The Action Plan favours an approach whereby a climate of respect for all, regardless of their identity or background. More generally, the Department supports a range of interventions to encourage an inclusive school environment – ranging from initial teacher education and continuing professional development to curriculum reform and supports such as the NCCA’s Intercultural Guidelines for Schools. The Department is also committed to the reform of school admissions policies and encouraging increased pluralism in school patronage.
The Department of Education and Skills has provided funding for anti-bullying training and awareness programmes for pupils, teachers and parents, including Traveller and Roma parents. In relation to identity-based bullying, the Action Plan on Bullying outlines an approach which promotes respect and tolerance for all, regardless of their background, ethnic or other identity.
The objective of new legislation is to provide an over-arching framework to ensure that how schools decide on who is enrolled and who is refused a place in schools is more structured, fair and transparent.
Funding is directed towards a range of initiatives designed to support the Roma community in accessing health care. In this regard, consideration is accorded to the socioeconomic determinants of health model, with a portion of funding applied towards provision of general support in activities of daily living.
The success of the Roma health project in Tallaght, County Dublin offers a useful example of a project where impact in respect of improving access to health services by members of the Roma community has been significant. The trust built via this project has encouraged increasing numbers of Roma to access the clinic as a first point of contact, as well as being “signposted” to other essential services.
The HSE has supported Pavee Point in conducting seminars attended by Roma service users and a range of service providers. Two publications aimed at promoting an understanding of the barriers faced by many Roma in Ireland and informing policy and practice in relation to such issues were published subsequently i.e. Roma Communities in Ireland: Child Protection Considerations and Challenging Barriers and Misconceptions: Roma Maternal Health in Ireland.
In their dealings with customers, Local Enterprise Offices (LEOs) ensure the rights to equal treatment established by equality legislation are upheld.

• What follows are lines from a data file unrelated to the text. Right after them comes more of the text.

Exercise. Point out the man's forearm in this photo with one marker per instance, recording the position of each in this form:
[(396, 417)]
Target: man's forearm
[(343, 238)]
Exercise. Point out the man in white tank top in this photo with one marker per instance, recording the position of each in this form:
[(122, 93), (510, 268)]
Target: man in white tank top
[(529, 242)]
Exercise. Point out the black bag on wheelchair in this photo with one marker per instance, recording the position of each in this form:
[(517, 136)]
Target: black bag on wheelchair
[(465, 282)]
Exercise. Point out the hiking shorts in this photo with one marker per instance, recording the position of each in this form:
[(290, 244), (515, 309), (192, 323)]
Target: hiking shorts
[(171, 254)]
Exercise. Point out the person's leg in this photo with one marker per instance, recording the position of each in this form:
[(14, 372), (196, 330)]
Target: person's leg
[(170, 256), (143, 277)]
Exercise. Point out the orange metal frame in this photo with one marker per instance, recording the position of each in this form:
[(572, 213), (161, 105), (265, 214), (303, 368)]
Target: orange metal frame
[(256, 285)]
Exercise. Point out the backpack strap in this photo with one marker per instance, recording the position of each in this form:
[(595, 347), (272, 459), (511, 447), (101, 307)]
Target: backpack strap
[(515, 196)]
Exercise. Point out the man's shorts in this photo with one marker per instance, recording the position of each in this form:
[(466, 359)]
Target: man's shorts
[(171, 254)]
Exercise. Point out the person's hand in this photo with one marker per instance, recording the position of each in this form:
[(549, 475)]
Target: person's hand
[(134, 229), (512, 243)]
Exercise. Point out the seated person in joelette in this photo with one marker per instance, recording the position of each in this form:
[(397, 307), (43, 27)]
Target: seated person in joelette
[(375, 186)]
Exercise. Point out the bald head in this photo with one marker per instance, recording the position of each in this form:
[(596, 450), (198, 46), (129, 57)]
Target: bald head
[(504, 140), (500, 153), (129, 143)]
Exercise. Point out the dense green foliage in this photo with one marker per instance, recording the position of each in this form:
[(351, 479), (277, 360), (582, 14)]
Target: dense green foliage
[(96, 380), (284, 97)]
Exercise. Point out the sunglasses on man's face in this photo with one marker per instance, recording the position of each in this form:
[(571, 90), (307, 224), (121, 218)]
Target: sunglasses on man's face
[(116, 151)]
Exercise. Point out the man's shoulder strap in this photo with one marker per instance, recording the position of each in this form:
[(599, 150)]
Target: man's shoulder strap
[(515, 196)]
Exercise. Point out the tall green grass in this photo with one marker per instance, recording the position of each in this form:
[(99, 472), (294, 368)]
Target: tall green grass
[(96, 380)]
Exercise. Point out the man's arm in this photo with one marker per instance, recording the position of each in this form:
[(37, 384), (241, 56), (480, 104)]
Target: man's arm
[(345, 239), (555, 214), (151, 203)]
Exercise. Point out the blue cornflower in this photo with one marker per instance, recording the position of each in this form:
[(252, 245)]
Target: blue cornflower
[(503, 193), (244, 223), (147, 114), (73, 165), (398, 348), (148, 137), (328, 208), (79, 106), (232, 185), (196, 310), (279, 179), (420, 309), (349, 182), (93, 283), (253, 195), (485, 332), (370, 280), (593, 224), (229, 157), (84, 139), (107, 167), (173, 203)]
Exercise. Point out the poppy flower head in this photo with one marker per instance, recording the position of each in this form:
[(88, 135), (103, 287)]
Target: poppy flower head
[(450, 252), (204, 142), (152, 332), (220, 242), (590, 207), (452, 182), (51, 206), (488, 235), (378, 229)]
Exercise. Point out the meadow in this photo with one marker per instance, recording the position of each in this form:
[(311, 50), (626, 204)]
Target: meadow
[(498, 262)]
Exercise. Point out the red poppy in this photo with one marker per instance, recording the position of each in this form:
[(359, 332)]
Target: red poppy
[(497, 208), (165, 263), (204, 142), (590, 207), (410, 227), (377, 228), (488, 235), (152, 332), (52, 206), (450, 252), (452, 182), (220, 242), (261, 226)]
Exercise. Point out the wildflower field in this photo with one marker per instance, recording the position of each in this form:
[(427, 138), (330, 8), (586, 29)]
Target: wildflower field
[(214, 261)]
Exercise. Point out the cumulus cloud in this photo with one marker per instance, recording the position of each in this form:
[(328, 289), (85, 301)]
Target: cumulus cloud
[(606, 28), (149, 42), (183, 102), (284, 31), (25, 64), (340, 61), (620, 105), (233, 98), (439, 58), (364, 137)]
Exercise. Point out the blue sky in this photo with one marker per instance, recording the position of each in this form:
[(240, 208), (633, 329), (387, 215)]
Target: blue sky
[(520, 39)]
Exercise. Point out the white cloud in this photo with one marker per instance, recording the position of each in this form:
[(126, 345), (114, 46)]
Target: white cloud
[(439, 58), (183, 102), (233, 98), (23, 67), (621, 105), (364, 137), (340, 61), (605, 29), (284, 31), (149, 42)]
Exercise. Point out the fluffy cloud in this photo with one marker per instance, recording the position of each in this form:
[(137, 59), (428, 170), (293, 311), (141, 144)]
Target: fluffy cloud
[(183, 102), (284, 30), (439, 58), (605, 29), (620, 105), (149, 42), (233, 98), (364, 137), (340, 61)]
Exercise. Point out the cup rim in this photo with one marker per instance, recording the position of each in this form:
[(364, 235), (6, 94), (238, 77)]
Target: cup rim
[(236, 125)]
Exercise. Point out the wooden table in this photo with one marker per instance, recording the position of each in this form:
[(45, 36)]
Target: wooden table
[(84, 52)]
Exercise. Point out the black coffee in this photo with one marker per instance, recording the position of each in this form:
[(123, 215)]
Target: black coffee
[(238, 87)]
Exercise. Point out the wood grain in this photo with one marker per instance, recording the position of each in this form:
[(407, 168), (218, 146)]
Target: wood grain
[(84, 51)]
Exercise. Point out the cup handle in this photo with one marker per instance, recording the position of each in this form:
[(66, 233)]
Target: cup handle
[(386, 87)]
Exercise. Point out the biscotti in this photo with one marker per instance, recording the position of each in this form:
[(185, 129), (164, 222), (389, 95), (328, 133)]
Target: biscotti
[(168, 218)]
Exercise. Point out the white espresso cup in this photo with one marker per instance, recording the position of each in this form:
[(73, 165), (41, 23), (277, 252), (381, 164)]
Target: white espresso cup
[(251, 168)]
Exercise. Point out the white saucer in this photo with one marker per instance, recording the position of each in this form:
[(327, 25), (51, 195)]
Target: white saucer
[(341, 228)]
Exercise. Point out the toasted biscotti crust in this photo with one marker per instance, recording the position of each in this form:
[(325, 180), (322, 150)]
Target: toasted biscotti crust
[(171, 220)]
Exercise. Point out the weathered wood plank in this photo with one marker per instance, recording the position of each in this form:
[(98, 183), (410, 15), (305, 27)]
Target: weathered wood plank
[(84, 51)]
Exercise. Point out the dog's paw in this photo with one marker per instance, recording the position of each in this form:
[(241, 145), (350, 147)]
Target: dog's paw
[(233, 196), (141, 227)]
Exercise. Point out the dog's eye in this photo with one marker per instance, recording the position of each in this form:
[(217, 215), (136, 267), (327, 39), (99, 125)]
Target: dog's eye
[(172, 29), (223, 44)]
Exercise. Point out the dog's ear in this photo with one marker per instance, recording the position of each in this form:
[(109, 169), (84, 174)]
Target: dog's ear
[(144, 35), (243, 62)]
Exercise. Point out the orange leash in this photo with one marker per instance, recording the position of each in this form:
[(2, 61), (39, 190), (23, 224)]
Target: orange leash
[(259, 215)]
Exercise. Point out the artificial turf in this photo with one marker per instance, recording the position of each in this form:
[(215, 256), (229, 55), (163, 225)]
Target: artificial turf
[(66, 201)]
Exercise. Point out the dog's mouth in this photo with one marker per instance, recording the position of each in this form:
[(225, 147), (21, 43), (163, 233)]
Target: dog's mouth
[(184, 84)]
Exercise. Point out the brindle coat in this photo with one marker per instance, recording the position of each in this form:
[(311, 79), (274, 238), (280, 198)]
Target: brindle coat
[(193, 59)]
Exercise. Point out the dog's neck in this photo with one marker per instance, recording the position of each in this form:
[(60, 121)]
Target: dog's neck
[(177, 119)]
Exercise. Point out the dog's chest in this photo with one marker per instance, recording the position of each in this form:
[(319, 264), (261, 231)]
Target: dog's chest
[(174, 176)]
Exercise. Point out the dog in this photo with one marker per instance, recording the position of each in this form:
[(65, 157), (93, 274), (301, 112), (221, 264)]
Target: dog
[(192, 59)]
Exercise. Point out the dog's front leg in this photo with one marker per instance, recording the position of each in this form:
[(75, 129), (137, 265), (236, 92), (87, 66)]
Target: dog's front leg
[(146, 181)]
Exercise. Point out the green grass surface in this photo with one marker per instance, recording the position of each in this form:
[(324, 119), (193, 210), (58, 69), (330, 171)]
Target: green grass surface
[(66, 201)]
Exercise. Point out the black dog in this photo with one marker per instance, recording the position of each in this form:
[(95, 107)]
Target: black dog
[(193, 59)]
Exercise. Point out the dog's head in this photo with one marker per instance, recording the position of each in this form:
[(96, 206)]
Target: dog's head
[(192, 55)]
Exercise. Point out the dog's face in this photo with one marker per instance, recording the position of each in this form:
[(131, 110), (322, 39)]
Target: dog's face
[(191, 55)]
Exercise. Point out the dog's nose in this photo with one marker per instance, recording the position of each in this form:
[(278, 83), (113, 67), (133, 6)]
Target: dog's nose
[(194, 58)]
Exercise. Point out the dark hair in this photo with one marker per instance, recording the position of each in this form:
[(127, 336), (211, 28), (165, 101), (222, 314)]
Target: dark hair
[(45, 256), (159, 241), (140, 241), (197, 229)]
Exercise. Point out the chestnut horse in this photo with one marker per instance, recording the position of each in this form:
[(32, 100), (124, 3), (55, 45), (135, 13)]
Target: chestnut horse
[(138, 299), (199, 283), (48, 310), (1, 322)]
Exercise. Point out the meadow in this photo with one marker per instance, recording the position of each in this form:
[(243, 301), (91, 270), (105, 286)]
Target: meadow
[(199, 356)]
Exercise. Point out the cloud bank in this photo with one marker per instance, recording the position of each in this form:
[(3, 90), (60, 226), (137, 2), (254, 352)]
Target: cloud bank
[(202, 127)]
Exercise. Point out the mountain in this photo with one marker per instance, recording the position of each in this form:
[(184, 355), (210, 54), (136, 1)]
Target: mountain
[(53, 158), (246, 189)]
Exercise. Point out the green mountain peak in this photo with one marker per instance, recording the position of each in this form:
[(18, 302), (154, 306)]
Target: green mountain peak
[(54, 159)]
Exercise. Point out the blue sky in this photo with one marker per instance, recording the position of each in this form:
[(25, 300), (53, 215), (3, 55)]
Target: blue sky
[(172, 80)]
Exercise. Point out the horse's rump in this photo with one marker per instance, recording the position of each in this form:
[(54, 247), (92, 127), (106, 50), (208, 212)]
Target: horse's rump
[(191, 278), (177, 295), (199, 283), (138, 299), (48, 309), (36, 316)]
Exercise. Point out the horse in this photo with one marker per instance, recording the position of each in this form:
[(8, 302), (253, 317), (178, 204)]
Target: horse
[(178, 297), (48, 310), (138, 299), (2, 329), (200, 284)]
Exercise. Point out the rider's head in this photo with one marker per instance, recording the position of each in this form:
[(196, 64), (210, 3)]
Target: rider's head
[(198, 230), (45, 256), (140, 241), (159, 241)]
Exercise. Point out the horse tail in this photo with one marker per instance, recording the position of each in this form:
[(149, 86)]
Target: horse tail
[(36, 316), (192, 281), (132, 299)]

The LEO does not discriminate on the grounds of age, disability, gender, family status, race, religious belief, sexual orientation and membership of the Traveller community.
LEOs also promote equality of treatment within enterprises , for example, by promulgating guides such as “Employment Legislation Guide For Small and Medium Businesses” that emphasise the importance for employers to operate in a manner consistent with the need to provide equal opportunities to their employees and to work with people on the basis of individual merit and without regard to gender, marital status, family status, sexual orientation, religious beliefs, age, disability, race or membership of the Traveller Community.
Children and Young People
Better Outcomes, Brighter Futures: The National Policy Framework for Children and Young People 2014 – 2020 contains a range of commitments relating to Traveller and Roma children and young people including reducing discrimination and intolerance of all types experienced by marginalized groups (i.e. Travellers, Roma, migrants and asylum-seekers; children and young people with disabilities; those in care and detention; lesbian, gay, bisexual and transgender (LGBT) young people; and those from ethnic or religious minorities).